Naif Arab University for Security Sciences and the South Korea’s National Police University organized a workshop in Cheonan titled “Methods and strategies to confront the dangers of drones in important locations” to stay ahead of technical developments and risks in security.

The workshop began on May 16 and will continue until May 21 in cooperation with the UN Office of Counter-Terrorism. It is organized by NAUSS as part of its annual programs aimed at developing international strategic partnerships toward combating terrorism.

From the Arab world, Saudi Arabia, Jordan, Somalia, Mauritania, Qatar, Bahrain, Oman and Libya are taking part in the workshop with the goal of strengthening international efforts to address drone risks.

The workshop discusses several important themes in the field of drone benefits and security risks. Attendees will be taught the benefits of the devices as a security tool, procedures to combat misuse, thermal imaging monitoring, detection systems, accident analysis and risk evaluation.

NAUSS President Dr. Abdulmajeed bin Abdullah Al-Bunyan thanked the National Police University for hosting the workshop, especially in light of the rise in drone-related security risks and attacks perpetrated by terrorist groups that target infrastructure and security.

He said: “The workshop aims to develop knowledge to understand the capabilities of drones, identify their threats, ways to confront them, possible solutions, and decision-making methods in planning to face challenges, protect facilities and distinguish between the different classifications of drone command, its functions, its devices and programs.”

The workshop targets cadres of the ministries of interior in the Arab countries, law enforcement personnel, as well as experts from security institutions and anti-terrorism authorities.

NAUSS training programs are implemented in accordance with the university’s 2019-2023 responsibility and strategy as the scientific body of the Arab Interior Ministers Council. It is entrusted with preparing, presenting and developing distinctive training programs with global reliability.
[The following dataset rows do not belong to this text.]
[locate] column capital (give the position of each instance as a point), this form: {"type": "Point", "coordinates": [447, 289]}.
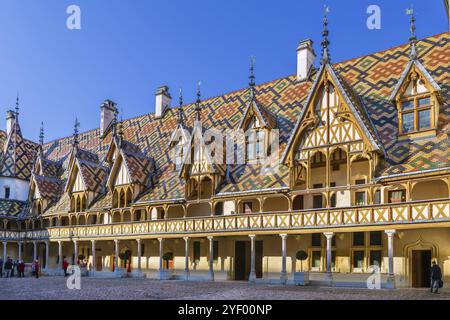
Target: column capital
{"type": "Point", "coordinates": [328, 235]}
{"type": "Point", "coordinates": [390, 233]}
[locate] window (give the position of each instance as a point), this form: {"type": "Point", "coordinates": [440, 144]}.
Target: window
{"type": "Point", "coordinates": [358, 238]}
{"type": "Point", "coordinates": [376, 238]}
{"type": "Point", "coordinates": [315, 261]}
{"type": "Point", "coordinates": [316, 240]}
{"type": "Point", "coordinates": [397, 196]}
{"type": "Point", "coordinates": [255, 140]}
{"type": "Point", "coordinates": [375, 258]}
{"type": "Point", "coordinates": [215, 250]}
{"type": "Point", "coordinates": [317, 202]}
{"type": "Point", "coordinates": [416, 114]}
{"type": "Point", "coordinates": [358, 259]}
{"type": "Point", "coordinates": [196, 251]}
{"type": "Point", "coordinates": [360, 198]}
{"type": "Point", "coordinates": [7, 192]}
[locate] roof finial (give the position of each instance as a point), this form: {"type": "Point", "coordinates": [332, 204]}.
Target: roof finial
{"type": "Point", "coordinates": [180, 108]}
{"type": "Point", "coordinates": [252, 77]}
{"type": "Point", "coordinates": [198, 108]}
{"type": "Point", "coordinates": [412, 30]}
{"type": "Point", "coordinates": [41, 134]}
{"type": "Point", "coordinates": [75, 132]}
{"type": "Point", "coordinates": [325, 33]}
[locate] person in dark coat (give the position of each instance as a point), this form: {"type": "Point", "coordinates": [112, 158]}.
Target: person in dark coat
{"type": "Point", "coordinates": [436, 277]}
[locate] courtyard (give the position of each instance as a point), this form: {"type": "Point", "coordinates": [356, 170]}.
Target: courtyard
{"type": "Point", "coordinates": [145, 289]}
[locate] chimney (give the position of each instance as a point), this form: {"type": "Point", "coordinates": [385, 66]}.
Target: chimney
{"type": "Point", "coordinates": [163, 101]}
{"type": "Point", "coordinates": [108, 111]}
{"type": "Point", "coordinates": [305, 59]}
{"type": "Point", "coordinates": [10, 118]}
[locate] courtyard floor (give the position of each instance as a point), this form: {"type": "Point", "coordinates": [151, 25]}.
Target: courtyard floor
{"type": "Point", "coordinates": [144, 289]}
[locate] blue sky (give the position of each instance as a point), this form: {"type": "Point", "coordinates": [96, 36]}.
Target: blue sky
{"type": "Point", "coordinates": [126, 49]}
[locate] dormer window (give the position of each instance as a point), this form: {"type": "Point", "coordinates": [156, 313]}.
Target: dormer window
{"type": "Point", "coordinates": [255, 141]}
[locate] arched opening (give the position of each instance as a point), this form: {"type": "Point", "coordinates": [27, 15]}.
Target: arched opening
{"type": "Point", "coordinates": [206, 188]}
{"type": "Point", "coordinates": [249, 206]}
{"type": "Point", "coordinates": [65, 221]}
{"type": "Point", "coordinates": [338, 168]}
{"type": "Point", "coordinates": [426, 190]}
{"type": "Point", "coordinates": [175, 212]}
{"type": "Point", "coordinates": [275, 203]}
{"type": "Point", "coordinates": [199, 210]}
{"type": "Point", "coordinates": [127, 216]}
{"type": "Point", "coordinates": [318, 162]}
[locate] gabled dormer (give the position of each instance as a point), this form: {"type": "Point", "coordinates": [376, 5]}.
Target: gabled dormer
{"type": "Point", "coordinates": [257, 123]}
{"type": "Point", "coordinates": [417, 98]}
{"type": "Point", "coordinates": [131, 171]}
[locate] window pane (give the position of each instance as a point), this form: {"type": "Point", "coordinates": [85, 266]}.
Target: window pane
{"type": "Point", "coordinates": [360, 198]}
{"type": "Point", "coordinates": [358, 259]}
{"type": "Point", "coordinates": [424, 119]}
{"type": "Point", "coordinates": [407, 105]}
{"type": "Point", "coordinates": [316, 259]}
{"type": "Point", "coordinates": [358, 238]}
{"type": "Point", "coordinates": [408, 122]}
{"type": "Point", "coordinates": [424, 102]}
{"type": "Point", "coordinates": [375, 238]}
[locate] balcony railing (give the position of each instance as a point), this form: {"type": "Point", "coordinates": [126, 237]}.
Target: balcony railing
{"type": "Point", "coordinates": [388, 214]}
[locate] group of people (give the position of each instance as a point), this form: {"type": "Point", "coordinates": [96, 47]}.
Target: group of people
{"type": "Point", "coordinates": [8, 266]}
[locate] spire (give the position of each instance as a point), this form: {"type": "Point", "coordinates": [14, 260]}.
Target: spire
{"type": "Point", "coordinates": [180, 108]}
{"type": "Point", "coordinates": [325, 41]}
{"type": "Point", "coordinates": [198, 108]}
{"type": "Point", "coordinates": [41, 134]}
{"type": "Point", "coordinates": [75, 132]}
{"type": "Point", "coordinates": [412, 36]}
{"type": "Point", "coordinates": [252, 78]}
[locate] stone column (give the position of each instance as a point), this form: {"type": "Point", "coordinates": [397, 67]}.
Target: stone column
{"type": "Point", "coordinates": [4, 251]}
{"type": "Point", "coordinates": [20, 249]}
{"type": "Point", "coordinates": [329, 236]}
{"type": "Point", "coordinates": [186, 258]}
{"type": "Point", "coordinates": [161, 253]}
{"type": "Point", "coordinates": [283, 274]}
{"type": "Point", "coordinates": [252, 276]}
{"type": "Point", "coordinates": [211, 258]}
{"type": "Point", "coordinates": [34, 250]}
{"type": "Point", "coordinates": [116, 255]}
{"type": "Point", "coordinates": [391, 276]}
{"type": "Point", "coordinates": [47, 244]}
{"type": "Point", "coordinates": [93, 256]}
{"type": "Point", "coordinates": [139, 254]}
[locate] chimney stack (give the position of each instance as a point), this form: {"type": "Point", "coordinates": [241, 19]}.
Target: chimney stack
{"type": "Point", "coordinates": [305, 59]}
{"type": "Point", "coordinates": [163, 101]}
{"type": "Point", "coordinates": [10, 118]}
{"type": "Point", "coordinates": [108, 111]}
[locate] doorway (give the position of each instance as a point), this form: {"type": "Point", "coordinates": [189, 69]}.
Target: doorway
{"type": "Point", "coordinates": [421, 268]}
{"type": "Point", "coordinates": [242, 259]}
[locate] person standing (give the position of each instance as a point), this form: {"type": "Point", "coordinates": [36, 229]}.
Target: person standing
{"type": "Point", "coordinates": [65, 266]}
{"type": "Point", "coordinates": [436, 277]}
{"type": "Point", "coordinates": [8, 267]}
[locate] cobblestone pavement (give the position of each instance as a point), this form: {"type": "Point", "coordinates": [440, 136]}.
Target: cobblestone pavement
{"type": "Point", "coordinates": [142, 289]}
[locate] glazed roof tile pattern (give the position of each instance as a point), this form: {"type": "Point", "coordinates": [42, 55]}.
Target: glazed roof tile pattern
{"type": "Point", "coordinates": [18, 155]}
{"type": "Point", "coordinates": [11, 208]}
{"type": "Point", "coordinates": [371, 80]}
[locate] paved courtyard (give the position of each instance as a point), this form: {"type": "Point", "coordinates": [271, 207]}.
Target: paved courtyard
{"type": "Point", "coordinates": [142, 289]}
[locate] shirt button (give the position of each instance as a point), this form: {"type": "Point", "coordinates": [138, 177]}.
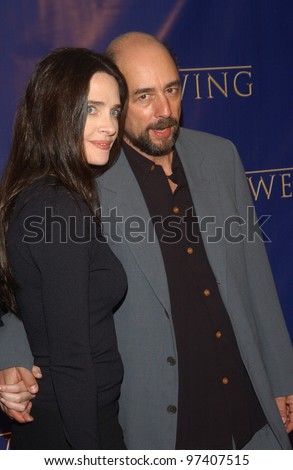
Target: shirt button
{"type": "Point", "coordinates": [171, 361]}
{"type": "Point", "coordinates": [171, 409]}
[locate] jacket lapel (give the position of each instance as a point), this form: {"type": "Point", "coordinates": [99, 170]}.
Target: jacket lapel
{"type": "Point", "coordinates": [119, 189]}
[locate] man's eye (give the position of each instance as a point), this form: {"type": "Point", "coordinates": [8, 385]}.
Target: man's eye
{"type": "Point", "coordinates": [90, 110]}
{"type": "Point", "coordinates": [116, 112]}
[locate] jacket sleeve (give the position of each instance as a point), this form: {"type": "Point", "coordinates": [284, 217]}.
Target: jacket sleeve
{"type": "Point", "coordinates": [64, 266]}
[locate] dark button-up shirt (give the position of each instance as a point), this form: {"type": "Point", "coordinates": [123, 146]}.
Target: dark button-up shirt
{"type": "Point", "coordinates": [216, 398]}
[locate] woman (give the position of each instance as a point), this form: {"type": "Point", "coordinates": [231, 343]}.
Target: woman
{"type": "Point", "coordinates": [57, 272]}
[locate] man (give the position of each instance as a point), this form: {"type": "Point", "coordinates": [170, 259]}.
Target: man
{"type": "Point", "coordinates": [208, 360]}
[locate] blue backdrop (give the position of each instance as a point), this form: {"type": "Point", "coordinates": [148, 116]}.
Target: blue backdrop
{"type": "Point", "coordinates": [236, 68]}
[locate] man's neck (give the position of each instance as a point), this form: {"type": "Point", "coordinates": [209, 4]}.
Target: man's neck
{"type": "Point", "coordinates": [165, 161]}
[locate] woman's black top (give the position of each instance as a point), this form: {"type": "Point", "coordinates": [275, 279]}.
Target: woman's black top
{"type": "Point", "coordinates": [68, 284]}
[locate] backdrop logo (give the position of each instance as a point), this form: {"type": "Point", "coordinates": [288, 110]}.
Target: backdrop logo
{"type": "Point", "coordinates": [271, 183]}
{"type": "Point", "coordinates": [214, 82]}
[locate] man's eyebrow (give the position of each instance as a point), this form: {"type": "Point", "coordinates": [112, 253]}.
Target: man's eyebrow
{"type": "Point", "coordinates": [140, 91]}
{"type": "Point", "coordinates": [98, 103]}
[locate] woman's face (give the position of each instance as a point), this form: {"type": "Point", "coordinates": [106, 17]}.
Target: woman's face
{"type": "Point", "coordinates": [103, 110]}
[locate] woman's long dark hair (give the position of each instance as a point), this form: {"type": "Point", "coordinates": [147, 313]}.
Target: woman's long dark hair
{"type": "Point", "coordinates": [48, 137]}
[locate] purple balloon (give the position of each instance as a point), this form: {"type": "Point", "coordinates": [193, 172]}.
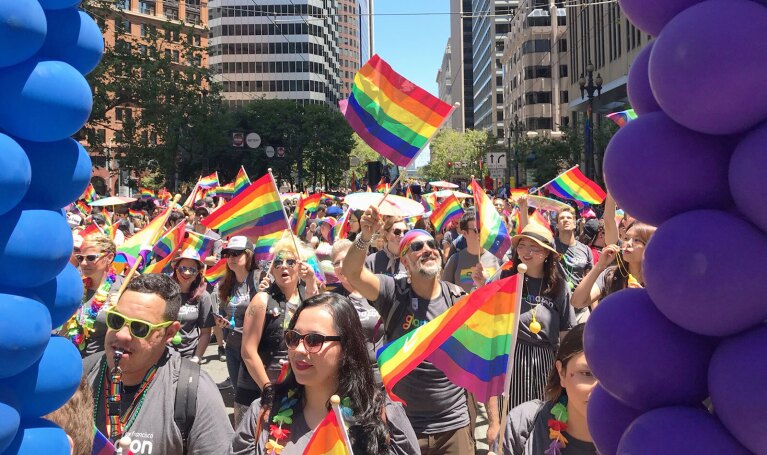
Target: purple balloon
{"type": "Point", "coordinates": [704, 82]}
{"type": "Point", "coordinates": [640, 357]}
{"type": "Point", "coordinates": [736, 380]}
{"type": "Point", "coordinates": [676, 430]}
{"type": "Point", "coordinates": [651, 15]}
{"type": "Point", "coordinates": [705, 271]}
{"type": "Point", "coordinates": [747, 167]}
{"type": "Point", "coordinates": [608, 419]}
{"type": "Point", "coordinates": [639, 90]}
{"type": "Point", "coordinates": [654, 168]}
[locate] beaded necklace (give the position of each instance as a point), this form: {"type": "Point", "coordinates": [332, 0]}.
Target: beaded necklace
{"type": "Point", "coordinates": [81, 325]}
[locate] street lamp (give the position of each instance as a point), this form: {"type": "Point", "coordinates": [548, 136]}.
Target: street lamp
{"type": "Point", "coordinates": [589, 86]}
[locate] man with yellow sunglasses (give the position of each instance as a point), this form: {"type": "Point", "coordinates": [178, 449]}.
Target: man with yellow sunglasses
{"type": "Point", "coordinates": [135, 382]}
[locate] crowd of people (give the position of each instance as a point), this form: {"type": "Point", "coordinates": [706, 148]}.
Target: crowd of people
{"type": "Point", "coordinates": [291, 340]}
Drones were first used in a military environment in the 1960s. Since then, countries and companies around the world have sought to develop and use unmanned aircraft in fields including military use, surveillance, photography, firefighting, geographical data collection, environmental pollution control, aerial reconnaissance and more.

With both benefits and risks, the technological advancement of drones constitutes a growing global security challenge, with countries drafting strict legislation regarding their use and licensing.